The 1st District Court of Appeal said Circuit Judge Nikki Clark erred when she let opponents proceed with a lawsuit challenging the law. In February 2001, Clark agreed with opponents that the law violated the state Constitution by covering more than a single subject.
The state and business groups appealed to the district court, which agreed with them in a 2-1 decision.
Businesses hailed passage of the law in 1999 as a major victory in their fight against liability lawsuits. It puts a 12-year deadline on lawsuits against most products, except that the deadline is 20 years for lawsuits against airplane manufacturers over design flaws.
Other highlights include a formula to determine when a business must pay damages in a case when it isn't entirely at fault and caps on punitive damages unless a victim can prove the wrongdoing was intentional.
Since the state appealed Clark's ruling, the effect of her decision was stayed and the law remained in effect.
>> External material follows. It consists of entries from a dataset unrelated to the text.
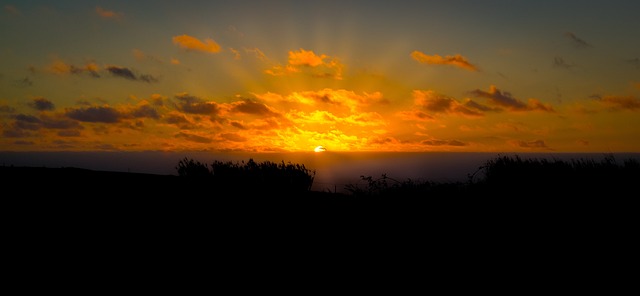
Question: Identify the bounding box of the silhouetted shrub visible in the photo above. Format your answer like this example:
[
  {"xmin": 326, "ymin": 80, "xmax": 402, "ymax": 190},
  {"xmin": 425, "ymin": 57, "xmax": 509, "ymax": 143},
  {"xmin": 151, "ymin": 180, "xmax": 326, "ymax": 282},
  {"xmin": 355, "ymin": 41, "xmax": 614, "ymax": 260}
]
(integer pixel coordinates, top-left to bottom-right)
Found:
[{"xmin": 176, "ymin": 158, "xmax": 316, "ymax": 193}]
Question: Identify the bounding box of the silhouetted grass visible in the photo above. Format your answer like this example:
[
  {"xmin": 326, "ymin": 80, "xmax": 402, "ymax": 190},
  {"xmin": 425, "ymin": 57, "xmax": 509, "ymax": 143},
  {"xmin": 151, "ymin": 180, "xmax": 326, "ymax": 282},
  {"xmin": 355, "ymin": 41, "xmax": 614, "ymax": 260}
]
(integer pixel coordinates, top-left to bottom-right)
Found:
[
  {"xmin": 345, "ymin": 155, "xmax": 640, "ymax": 198},
  {"xmin": 176, "ymin": 158, "xmax": 315, "ymax": 194}
]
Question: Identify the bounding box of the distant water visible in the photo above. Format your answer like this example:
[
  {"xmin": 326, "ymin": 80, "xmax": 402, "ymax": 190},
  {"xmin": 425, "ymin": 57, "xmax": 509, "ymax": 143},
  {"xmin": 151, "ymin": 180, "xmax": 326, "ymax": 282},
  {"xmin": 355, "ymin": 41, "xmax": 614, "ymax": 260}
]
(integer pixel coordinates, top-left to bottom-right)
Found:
[{"xmin": 0, "ymin": 151, "xmax": 640, "ymax": 192}]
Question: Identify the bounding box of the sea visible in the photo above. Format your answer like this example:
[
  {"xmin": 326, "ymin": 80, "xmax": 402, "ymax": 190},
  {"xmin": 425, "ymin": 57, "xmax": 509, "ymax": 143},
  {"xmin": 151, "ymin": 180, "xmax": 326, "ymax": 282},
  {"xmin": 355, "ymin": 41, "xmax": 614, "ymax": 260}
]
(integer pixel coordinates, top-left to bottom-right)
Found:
[{"xmin": 0, "ymin": 151, "xmax": 640, "ymax": 193}]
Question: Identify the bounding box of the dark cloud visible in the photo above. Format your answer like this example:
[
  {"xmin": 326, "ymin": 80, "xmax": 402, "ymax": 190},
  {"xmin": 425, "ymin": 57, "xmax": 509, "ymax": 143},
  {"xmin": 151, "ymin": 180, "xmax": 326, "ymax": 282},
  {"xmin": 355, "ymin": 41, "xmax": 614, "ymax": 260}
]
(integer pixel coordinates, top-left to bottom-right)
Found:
[
  {"xmin": 420, "ymin": 140, "xmax": 467, "ymax": 146},
  {"xmin": 29, "ymin": 97, "xmax": 55, "ymax": 111},
  {"xmin": 131, "ymin": 105, "xmax": 160, "ymax": 119},
  {"xmin": 14, "ymin": 114, "xmax": 42, "ymax": 131},
  {"xmin": 229, "ymin": 121, "xmax": 247, "ymax": 130},
  {"xmin": 176, "ymin": 132, "xmax": 212, "ymax": 144},
  {"xmin": 138, "ymin": 74, "xmax": 158, "ymax": 83},
  {"xmin": 564, "ymin": 32, "xmax": 593, "ymax": 48},
  {"xmin": 66, "ymin": 107, "xmax": 123, "ymax": 123},
  {"xmin": 598, "ymin": 96, "xmax": 640, "ymax": 111},
  {"xmin": 176, "ymin": 94, "xmax": 220, "ymax": 115},
  {"xmin": 14, "ymin": 77, "xmax": 33, "ymax": 87},
  {"xmin": 553, "ymin": 57, "xmax": 576, "ymax": 69},
  {"xmin": 58, "ymin": 130, "xmax": 80, "ymax": 137},
  {"xmin": 513, "ymin": 140, "xmax": 549, "ymax": 149},
  {"xmin": 107, "ymin": 66, "xmax": 136, "ymax": 80},
  {"xmin": 469, "ymin": 85, "xmax": 529, "ymax": 110},
  {"xmin": 2, "ymin": 129, "xmax": 31, "ymax": 138},
  {"xmin": 231, "ymin": 100, "xmax": 278, "ymax": 116},
  {"xmin": 220, "ymin": 133, "xmax": 247, "ymax": 142},
  {"xmin": 106, "ymin": 66, "xmax": 158, "ymax": 83},
  {"xmin": 40, "ymin": 116, "xmax": 83, "ymax": 130},
  {"xmin": 464, "ymin": 100, "xmax": 502, "ymax": 112},
  {"xmin": 0, "ymin": 103, "xmax": 16, "ymax": 113},
  {"xmin": 13, "ymin": 141, "xmax": 36, "ymax": 146}
]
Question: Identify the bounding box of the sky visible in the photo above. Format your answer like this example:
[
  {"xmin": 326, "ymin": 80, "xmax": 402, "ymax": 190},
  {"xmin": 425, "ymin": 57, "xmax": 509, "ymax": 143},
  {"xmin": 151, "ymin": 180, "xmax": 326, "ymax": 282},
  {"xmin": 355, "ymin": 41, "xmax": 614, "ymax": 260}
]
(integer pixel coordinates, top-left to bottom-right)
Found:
[{"xmin": 0, "ymin": 0, "xmax": 640, "ymax": 152}]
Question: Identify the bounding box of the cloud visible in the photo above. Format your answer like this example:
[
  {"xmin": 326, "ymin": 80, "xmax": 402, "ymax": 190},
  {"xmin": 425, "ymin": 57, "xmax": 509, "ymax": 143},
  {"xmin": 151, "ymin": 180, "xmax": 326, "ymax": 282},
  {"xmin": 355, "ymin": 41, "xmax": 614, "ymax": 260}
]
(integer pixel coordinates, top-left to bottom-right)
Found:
[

The constitutionality of the law, however, has been challenged in several injury lawsuits, with about a half-dozen trial judges finding the law unconstitutional and a couple upholding the law, according to Paul Jess, a lawyer for the Academy of Florida Trial Lawyers.
The academy and 10 other groups, including the Florida Consumer Network, the Florida AFL-CIO, the Florida State Conferences of NAACP Branches and the Florida State Council of Senior Citizens, filed the lawsuit that landed in Clark's courtroom.
"We're now on to the Florida Supreme Court," Jess said.
In Wednesday's ruling, the district court wrote that the allegations in the lawsuit "are grounded on speculation and hypothesis" and plaintiffs failed to say how the law would directly hurt them.
That being so, there was no real dispute to be litigated, Judge Richard Ervin wrote for the majority. Judge William Van Nortwick agreed with Ervin. Judge Edwin Browning dissented; he would have affirmed Clark's ruling.
The court did not reach the issue of whether the law violated the constitutional requirement of dealing with a single subject. But it did ask the Florida Supreme Court to address whether the standard for allowing a lawsuit to go forward was less when the issue was a single-subject challenge.
Business leaders are prepared for a legal fight.